The public sees it. The protests erupting across the country—from Minneapolis to New York, Chicago to Los Angeles—are not fringe movements. They are mass expressions of moral revulsion. People are demanding accountability, transparency, and restraint. What they are getting instead is denial. The Department of Homeland Security continues to defend the indefensible, clinging to narratives that collapse under the weight of video evidence. This gaslighting only deepens public rage and confirms what many already believe: ICE operates above the law.
And where are the loud defenders of “law and order”? Where are the Republican lawmakers who sermonize endlessly about constitutional values? Largely silent. Their quiet is not accidental—it is strategic. As long as the victims are immigrants, protesters, or politically inconvenient civilians, brutality is tolerated. This silence is not neutrality. It is consent. It exposes a moral rot at the heart of modern conservative governance: power without responsibility, force without accountability.

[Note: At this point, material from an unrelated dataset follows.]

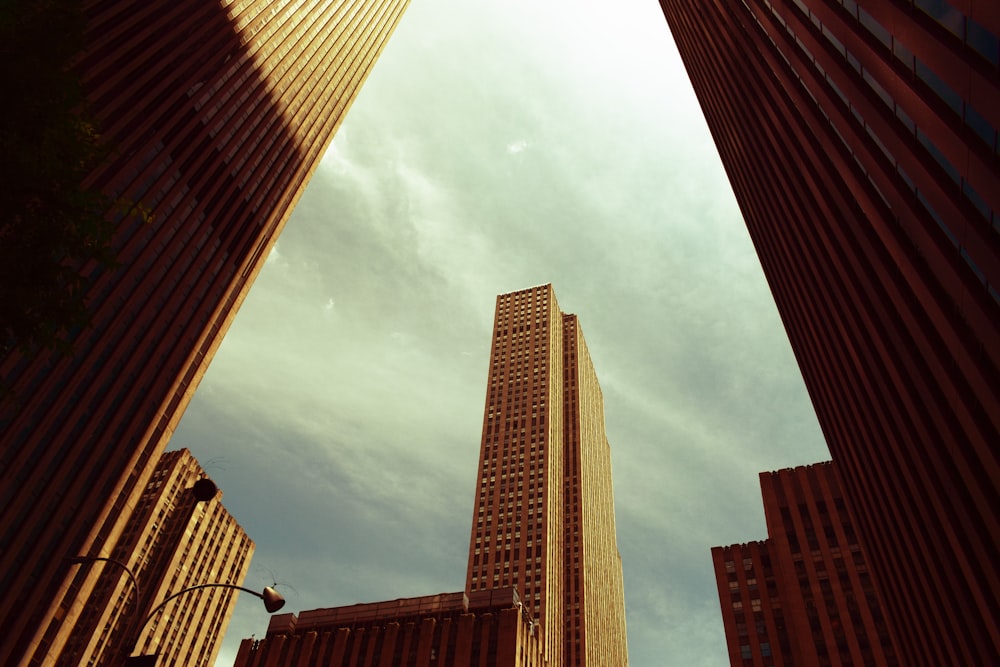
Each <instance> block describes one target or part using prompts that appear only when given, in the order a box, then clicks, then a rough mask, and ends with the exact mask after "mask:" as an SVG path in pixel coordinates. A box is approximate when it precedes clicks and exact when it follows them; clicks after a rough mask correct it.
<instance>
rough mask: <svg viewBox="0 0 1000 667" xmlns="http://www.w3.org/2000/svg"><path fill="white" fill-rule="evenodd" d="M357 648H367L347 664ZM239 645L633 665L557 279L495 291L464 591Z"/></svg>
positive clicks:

Democratic lawmakers, to their credit, have begun to push back. Congressman Shri Thanedar’s Abolish ICE Act recognizes what millions already know—that this agency is structurally broken beyond reform. Congressman Raja Krishnamoorthi’s investigations into ICE raids and detention centers are attempts to shine light where secrecy has thrived. Senator Tammy Duckworth’s amendment threatening real consequences for failure to investigate use-of-force incidents is a rare example of urgency matching the moment.
State leaders have been forced to step in where federal leadership has failed. Minnesota Governor Tim Walz’s demand that ICE operations cease in his state after a second fatal shooting was not political theater—it was desperation. When federal agents repeatedly kill residents and then stonewall investigations, states are left to protect their people by any means available.
Meanwhile, the Department of Justice and the FBI—institutions meant to safeguard the rule of law—have been accused of sidelining local authorities and centralizing control over investigations in ways that obscure transparency. This is how impunity is maintained: investigate yourself, delay endlessly, release nothing.
The United States cannot credibly lecture the world on human rights while running detention centers that degrade, terrorize, and kill. It cannot condemn authoritarian regimes abroad while tolerating execution-style shootings and child detention at home. This is not leadership. It is hypocrisy at its most grotesque.
Renee Nicole Good and Alex Pretti and 32 people died in ICE custody are not symbols—they were people. They had families, futures, dignity. They deserved to live. If America continues to excuse their deaths, it is not merely failing its ideals—it is abandoning them altogether. The choice is stark: accountability or collapse, reform or repression. History will not be generous to a nation that chose silence over justice.